Be sure and check out Bass Pro Shops at Katy Mills. Shoot the ones that appeal to you in the range...


----------



## Chunky (Oct 15, 2006)

Sorry, not my side of town. My experience with the big chain stores BPS, Gander, etc...is that sometimes you get someone great and other times, no so much. I prefer a pure archery shop.


----------



## Dead Wait (Mar 8, 2005)

Well, it's about 30 minutes from Katy but, Viking archery would be a good place to start. 59 @ Beechnut.


----------



## bountyhunter (Jul 6, 2005)

Chunky said:


> Sorry, not my side of town. My experience with the big chain stores BPS, Gander, etc...is that sometimes you get someone great and other times, no so much. I prefer a pure archery shop.

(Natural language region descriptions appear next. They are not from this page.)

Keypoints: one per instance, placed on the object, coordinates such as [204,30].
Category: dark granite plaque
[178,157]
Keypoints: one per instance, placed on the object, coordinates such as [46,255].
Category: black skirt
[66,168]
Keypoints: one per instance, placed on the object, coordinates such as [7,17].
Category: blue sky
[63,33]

I have to agree with Chunky on this one. I'm south of Houston and use to go to Viking years ago until Santa Fe Archery opened and now I don't go anywhere else. I know that is a pretty good drive from Katy, but it might be worth your time and gas, to get taken care of right the first time by some really great guys.


----------



## Hooked Up (May 23, 2004)

bountyhunter said:


> I have to agree with Chunky on this one. I'm south of Houston and use to go to Viking years ago until Santa Fe Archery opened and now I don't go anywhere else. I know that is a pretty good drive from Katy, but it might be worth your time and gas, to get taken care of right the first time by some really great guys.

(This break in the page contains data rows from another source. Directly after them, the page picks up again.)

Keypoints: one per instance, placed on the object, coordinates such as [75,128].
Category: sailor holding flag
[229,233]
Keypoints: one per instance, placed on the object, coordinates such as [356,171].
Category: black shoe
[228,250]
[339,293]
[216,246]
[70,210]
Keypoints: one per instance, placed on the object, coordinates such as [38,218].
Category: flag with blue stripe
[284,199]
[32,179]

Ditto what Bountyhunter said! + they stand behind EVERYTHING they do







H/U


----------



## Blue_Wave028 (Jul 23, 2008)

*Viking*



Dead Wait said:


> Well, it's about 30 minutes from Katy but, Viking archery would be a good place to start. 59 @ Beechnut.


This is the only way to fly.


----------



## Dead Wait (Mar 8, 2005)

I have also heard some really great thing's about Santa Fe archery as well but, you did say close.


----------



## huntmaster58 (Oct 1, 2008)

*range*

Thumbs up for Viking, see Scott of Kevin.


----------



## Chunky (Oct 15, 2006)

I have had good experiences and never heard a bad thing about Santa Fe.

About Viking, I will just stay quiet.


----------



## NitroNX898 (Apr 7, 2009)

The place I go is in Dayton TX ON HWY 146 called Triple Edge Archery. The second place is The Bow Zone in Spring. Can't go wrong with either place


----------



## I got the hook up (Feb 28, 2009)

my dad swears by triple edge, it's just a little too far for me.
So I went to Viking today and met with Kevin. I was surprise to see this place so crowded in the spring. Kevin was very helpful and set me up with a good starter bow. I did not want to spend a ton of cash on my first real bow. So I ended up buying a Hoyt "Power Hawk" for $449.00. I will put the accessories on in 2 weeks when the bow comes in. Thanks for the info guys.


----------



## bountyhunter (Jul 6, 2005)

Hoyt makes good bows, hope you enjoy it and get hooked. Only bad thing about getting hooked is you will be for life.

Good Luck!


----------



## TXPalerider (May 21, 2004)

Glad to here everything worked out at Viking.


----------



## Hooked Up (May 23, 2004)

Congrats on your new bow! That's way cool! H/U


----------